Neues Bautyp-E-Gesetz soll Baukosten senken und Wohnungsmarkt entlasten

Normenkontrollrat fordert Begrenzung von DIN-Standards im Wohnungsbau

Neues Bautyp-E-Gesetz soll Baukosten senken und Wohnungsmarkt entlasten

Deutschland will die Bauvorschriften vereinfachen, um auf steigende Baukosten und den angespannten Wohnungsmarkt zu reagieren. Der Nationale Normenkontrollrat (NKR) hat sich für Änderungen eingesetzt und die Regierung aufgefordert, flexiblere Standards einzuführen. Nun haben Minister die Pläne für einen neuen „Bautyp E“-Vertrag vorgestellt, der das Verfahren beschleunigen soll.

Bundesbauministerin Verena Hubertz und Justizministerin Stefanie Hubig (beide SPD) präsentierten kürzlich die zentralen Punkte des geplanten „Bautyp-E-Gesetzes“. Der neue Vertrag würde es Bauträgern und Käufern ermöglichen, rechtlich verbindlich auf nicht essentielle Baustandards zu verzichten. Damit sollen unnötige Ausgaben gesenkt werden, ohne die grundlegende Qualität zu beeinträchtigen.

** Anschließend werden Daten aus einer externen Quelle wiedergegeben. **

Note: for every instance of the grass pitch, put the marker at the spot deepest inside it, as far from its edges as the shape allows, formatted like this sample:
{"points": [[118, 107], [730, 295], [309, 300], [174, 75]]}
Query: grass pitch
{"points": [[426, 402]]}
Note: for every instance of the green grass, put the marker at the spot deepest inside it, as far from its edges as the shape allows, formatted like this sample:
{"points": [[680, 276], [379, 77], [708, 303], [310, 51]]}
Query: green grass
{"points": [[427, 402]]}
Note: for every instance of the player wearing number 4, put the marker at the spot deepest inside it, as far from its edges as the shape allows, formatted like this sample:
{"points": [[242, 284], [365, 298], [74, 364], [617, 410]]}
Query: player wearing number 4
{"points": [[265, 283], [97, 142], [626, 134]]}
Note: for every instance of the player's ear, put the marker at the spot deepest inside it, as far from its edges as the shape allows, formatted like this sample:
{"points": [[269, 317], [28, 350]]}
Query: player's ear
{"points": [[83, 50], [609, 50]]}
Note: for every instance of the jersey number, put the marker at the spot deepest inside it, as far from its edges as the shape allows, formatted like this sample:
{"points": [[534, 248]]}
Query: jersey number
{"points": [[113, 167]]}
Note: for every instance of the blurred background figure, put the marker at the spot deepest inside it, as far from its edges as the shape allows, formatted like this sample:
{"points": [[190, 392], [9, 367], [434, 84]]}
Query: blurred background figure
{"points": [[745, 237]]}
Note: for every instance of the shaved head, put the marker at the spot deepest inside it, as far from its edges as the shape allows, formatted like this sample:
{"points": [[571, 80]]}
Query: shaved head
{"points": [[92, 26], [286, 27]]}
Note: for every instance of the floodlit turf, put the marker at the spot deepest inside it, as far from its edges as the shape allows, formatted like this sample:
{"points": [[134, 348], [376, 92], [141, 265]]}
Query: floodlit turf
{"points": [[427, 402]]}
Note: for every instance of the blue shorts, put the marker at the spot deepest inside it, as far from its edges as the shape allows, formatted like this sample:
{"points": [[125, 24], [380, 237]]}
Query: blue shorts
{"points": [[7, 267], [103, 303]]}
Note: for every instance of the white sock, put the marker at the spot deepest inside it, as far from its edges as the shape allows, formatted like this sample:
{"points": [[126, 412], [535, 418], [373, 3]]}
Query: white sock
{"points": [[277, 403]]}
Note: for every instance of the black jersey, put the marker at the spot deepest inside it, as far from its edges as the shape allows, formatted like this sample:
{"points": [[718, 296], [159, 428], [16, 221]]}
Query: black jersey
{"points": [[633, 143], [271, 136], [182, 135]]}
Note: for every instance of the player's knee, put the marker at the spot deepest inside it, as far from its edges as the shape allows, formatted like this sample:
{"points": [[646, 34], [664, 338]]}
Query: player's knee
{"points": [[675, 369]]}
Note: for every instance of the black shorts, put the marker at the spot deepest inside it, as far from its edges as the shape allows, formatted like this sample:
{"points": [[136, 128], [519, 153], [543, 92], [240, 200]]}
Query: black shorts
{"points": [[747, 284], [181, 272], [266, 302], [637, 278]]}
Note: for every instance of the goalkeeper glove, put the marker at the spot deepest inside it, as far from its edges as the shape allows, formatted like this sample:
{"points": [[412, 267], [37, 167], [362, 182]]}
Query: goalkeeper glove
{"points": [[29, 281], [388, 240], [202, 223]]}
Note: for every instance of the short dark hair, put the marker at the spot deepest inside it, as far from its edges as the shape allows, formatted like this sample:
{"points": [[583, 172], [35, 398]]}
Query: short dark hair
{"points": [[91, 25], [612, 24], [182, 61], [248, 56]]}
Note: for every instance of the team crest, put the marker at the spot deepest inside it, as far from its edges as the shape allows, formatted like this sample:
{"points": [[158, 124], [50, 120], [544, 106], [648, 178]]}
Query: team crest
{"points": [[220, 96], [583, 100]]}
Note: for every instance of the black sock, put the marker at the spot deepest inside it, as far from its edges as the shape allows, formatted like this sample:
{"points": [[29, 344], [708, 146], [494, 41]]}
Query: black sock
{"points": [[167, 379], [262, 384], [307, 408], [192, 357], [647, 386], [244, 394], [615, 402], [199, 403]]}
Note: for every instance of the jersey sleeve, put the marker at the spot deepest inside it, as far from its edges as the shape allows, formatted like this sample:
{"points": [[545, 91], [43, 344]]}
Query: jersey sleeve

Der NKR wird die Regierung bei der Ausarbeitung des Gesetzes beraten, das das Justizministerium in den kommenden Monaten veröffentlichen will. Vorgesehen ist ein „Grundausführungsstandard“ als Regeloption. Aufwertungen wären dann optional – so könnten bei Bedarf mittlere oder Premium-Spezifikationen vereinbart werden.

Der Vorstoß erfolgt vor dem Hintergrund weiter steigender Baukosten, die den Wohnungssektor unter Druck setzen. Durch einfachere und kostengünstigere Standards hoffen die Verantwortlichen, die Belastung für Bauherren zu verringern und die Fertigstellung von Projekten zu beschleunigen.

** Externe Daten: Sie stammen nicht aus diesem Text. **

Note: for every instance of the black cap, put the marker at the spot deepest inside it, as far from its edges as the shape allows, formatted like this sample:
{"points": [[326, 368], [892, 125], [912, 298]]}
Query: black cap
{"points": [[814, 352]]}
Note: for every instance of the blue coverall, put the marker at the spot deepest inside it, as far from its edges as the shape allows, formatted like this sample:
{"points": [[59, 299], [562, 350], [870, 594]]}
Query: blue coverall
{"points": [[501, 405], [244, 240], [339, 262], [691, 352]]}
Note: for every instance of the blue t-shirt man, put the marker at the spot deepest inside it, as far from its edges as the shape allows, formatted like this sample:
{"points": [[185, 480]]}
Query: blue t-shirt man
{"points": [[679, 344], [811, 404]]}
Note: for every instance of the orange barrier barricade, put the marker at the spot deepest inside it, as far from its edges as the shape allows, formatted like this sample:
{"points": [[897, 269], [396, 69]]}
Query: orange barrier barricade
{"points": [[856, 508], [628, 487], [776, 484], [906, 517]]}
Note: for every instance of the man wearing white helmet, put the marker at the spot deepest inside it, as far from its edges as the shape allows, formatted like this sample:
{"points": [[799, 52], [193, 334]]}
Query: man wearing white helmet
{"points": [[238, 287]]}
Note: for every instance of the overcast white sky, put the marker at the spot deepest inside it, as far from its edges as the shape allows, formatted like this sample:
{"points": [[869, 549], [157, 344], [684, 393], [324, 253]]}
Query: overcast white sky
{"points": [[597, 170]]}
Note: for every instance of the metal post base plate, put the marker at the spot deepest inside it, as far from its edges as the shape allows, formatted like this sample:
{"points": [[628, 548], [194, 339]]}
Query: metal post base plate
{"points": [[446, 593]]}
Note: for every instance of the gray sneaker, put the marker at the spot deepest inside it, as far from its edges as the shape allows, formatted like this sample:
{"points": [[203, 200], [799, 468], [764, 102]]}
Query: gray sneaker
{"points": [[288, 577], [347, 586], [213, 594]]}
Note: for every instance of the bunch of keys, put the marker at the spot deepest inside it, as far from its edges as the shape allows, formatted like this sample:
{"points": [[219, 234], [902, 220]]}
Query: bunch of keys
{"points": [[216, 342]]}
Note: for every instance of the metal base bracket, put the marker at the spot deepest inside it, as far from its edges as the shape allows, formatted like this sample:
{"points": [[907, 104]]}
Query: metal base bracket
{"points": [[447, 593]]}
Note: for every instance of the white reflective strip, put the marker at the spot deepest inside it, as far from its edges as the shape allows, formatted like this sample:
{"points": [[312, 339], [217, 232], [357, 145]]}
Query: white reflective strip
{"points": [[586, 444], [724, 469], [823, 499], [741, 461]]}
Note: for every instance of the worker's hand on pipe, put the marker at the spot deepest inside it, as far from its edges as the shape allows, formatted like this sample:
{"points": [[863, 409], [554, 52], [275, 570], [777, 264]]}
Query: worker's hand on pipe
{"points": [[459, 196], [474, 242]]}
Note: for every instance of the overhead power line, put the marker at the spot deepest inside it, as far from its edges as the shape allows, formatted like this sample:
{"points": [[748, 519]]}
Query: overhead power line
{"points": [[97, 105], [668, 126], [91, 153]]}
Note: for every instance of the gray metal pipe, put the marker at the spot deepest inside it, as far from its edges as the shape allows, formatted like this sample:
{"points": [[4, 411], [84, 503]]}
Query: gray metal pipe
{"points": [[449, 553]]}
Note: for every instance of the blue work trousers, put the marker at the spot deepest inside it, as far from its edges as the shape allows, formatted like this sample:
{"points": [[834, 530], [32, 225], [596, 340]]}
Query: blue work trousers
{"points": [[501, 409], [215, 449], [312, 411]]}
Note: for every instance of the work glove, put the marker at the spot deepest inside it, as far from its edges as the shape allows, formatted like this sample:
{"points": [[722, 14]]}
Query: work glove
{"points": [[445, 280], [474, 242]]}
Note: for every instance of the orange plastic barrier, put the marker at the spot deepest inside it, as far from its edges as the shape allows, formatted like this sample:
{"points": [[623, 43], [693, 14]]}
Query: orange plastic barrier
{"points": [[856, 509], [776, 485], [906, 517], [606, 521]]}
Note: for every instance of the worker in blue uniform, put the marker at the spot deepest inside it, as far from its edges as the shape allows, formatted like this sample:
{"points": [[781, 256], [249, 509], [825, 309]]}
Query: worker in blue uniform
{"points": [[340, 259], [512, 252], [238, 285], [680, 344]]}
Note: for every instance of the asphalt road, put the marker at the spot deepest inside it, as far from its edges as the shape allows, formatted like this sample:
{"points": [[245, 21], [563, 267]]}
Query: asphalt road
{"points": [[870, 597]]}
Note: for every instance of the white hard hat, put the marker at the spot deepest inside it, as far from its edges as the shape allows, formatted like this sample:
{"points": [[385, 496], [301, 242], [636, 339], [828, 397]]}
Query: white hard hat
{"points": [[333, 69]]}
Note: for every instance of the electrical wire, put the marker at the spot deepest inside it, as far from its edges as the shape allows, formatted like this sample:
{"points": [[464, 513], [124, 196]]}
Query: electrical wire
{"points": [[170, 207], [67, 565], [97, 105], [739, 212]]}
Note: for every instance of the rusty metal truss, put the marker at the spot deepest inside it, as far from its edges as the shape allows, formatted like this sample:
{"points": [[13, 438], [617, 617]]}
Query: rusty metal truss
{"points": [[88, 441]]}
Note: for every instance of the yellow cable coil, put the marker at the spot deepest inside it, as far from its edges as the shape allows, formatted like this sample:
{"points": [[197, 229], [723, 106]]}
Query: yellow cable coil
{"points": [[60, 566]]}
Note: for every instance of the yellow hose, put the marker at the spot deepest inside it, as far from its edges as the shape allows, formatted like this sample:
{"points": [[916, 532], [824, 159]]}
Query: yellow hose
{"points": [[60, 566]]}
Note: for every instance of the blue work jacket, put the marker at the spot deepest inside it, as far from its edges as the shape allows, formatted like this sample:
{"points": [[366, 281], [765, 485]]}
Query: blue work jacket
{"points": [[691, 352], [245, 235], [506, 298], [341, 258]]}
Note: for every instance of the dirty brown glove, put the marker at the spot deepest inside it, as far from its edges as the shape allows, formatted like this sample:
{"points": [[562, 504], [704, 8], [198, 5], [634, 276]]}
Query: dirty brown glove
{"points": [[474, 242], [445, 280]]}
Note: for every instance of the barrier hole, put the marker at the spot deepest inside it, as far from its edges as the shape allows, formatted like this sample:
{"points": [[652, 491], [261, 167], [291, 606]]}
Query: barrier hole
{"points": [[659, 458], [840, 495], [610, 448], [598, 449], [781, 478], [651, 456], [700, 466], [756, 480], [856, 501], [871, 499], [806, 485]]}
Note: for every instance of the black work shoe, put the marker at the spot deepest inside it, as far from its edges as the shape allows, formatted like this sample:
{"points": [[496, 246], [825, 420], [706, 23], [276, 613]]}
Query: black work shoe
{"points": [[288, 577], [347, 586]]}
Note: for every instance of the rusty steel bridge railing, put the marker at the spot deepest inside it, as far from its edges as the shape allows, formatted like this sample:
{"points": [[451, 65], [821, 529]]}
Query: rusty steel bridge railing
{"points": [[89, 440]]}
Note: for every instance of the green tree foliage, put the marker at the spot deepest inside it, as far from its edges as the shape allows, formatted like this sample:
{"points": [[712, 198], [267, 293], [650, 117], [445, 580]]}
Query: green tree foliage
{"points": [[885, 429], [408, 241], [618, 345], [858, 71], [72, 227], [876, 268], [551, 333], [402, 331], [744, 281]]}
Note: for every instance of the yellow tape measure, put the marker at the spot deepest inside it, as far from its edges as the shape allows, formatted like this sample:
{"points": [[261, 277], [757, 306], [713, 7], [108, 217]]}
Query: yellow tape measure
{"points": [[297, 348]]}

Das „Bautyp-E-Gesetz“ würde ein gestuftes System für die Bauqualität einführen, bei dem die Grundstandards den Ausgangspunkt bilden. Bauträger und Unternehmen könnten bei Bedarf höhere Spezifikationen wählen. Die Regierung erwartet, dass die neuen Regeln die Kosten senken und die Verfügbarkeit von Wohnraum in ganz Deutschland verbessern werden.